You will notice that this principal even extends past the handheld to the desktop. The mechanism we use to point, and the mechanism we use to select are separate. The mouse will let you hover that pointer around the desktop all day long, with your finger resting on the button, waiting until you actually press it, instead of just touching it. Even digitizer tablets have pressure sensitivity, so that you can touch, but not press. We like to keep our options open until the last instant that we commit, and a touchscreen doesn’t allow that. It wants you to know what you are doing before you ever lay a finger on it. It doesn’t care if you meant to select that icon or not. It was the icon closest to your finger when it touched the screen, so it must have been what you intended to hit.
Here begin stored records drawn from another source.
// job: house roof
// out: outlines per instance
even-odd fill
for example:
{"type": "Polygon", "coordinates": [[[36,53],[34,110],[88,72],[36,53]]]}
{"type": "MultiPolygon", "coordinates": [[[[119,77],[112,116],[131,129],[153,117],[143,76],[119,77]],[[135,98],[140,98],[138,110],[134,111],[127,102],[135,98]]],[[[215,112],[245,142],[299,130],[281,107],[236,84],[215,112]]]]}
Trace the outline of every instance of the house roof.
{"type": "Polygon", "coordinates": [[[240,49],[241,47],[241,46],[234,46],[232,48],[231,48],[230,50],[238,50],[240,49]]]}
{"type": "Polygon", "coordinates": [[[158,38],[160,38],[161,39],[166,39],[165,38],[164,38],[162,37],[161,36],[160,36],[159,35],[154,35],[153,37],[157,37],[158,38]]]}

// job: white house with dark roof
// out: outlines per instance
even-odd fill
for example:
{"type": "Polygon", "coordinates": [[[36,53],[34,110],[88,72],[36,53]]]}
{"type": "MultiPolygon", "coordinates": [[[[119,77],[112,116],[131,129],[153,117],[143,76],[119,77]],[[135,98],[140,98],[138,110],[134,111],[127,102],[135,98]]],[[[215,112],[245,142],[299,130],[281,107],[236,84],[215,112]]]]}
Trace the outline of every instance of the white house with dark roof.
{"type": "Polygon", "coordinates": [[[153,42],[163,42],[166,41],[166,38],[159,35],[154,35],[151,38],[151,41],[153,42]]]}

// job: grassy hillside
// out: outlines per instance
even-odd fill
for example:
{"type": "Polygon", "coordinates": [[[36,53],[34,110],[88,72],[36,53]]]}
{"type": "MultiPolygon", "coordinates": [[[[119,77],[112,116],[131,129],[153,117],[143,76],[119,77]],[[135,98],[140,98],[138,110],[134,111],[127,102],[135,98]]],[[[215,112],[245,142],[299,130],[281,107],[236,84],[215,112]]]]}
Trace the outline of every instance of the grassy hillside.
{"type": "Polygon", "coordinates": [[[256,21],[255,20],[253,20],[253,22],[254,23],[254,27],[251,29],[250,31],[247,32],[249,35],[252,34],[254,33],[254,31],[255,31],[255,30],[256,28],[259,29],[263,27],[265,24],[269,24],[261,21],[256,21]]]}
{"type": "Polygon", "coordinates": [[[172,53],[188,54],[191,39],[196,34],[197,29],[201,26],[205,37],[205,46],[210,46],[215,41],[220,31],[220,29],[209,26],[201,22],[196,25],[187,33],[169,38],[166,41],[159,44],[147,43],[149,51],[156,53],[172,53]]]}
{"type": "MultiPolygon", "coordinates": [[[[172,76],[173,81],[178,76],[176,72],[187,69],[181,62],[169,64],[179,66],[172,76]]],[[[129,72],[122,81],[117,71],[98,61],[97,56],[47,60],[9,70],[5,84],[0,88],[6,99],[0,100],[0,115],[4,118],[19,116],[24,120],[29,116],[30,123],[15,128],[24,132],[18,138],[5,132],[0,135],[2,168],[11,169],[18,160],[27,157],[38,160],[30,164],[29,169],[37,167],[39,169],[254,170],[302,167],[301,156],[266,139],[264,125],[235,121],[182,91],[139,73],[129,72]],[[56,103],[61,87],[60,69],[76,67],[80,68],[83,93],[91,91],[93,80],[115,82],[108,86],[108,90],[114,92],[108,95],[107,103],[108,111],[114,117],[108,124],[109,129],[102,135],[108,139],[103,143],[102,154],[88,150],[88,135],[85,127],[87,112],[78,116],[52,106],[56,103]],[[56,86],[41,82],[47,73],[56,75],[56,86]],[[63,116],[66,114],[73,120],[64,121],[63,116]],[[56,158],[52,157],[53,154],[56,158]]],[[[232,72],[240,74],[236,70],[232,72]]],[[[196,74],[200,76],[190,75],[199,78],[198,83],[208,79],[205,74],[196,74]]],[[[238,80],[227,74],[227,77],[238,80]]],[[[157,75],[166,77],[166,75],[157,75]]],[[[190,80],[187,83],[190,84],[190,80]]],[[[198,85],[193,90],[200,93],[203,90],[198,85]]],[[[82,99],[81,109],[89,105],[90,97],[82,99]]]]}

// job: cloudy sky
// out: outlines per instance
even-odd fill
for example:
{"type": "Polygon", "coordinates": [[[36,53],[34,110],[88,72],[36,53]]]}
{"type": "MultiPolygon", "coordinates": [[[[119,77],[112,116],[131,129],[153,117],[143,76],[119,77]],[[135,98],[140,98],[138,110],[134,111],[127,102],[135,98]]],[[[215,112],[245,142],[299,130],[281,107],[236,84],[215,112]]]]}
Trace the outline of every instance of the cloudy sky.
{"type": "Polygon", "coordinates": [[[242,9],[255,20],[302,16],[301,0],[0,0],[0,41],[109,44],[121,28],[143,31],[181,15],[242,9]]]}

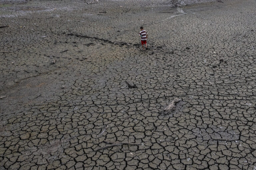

So what does this mean for the iPhone that started this whole conversation? Who knows? People have a funny way of letting Apple tell them that what they have done their entire life is wrong, and they need to adapt to fit the way Apple wants them to work, rather than Apple making a device that works the way people do. Maybe Apple will pull it off again, and people will get over their hatred of the touchscreen just to be rewarded with the newest piece of shiny Apple glitz. That said, Apple is definitely trying to drag people back to where this whole smartphone thing started, which is definitely not the direction they have chosen. I suspect that until someone starts implementing some of the recent technologies from companies like Immersion, that allow touchscreens to provide tactile feedback, and tell the difference between touch and press, any touchscreen device is going to have limited appeal, and a frustrated user base.
But then I’ve been wrong before, especially when it comes to what people will accept from Apple.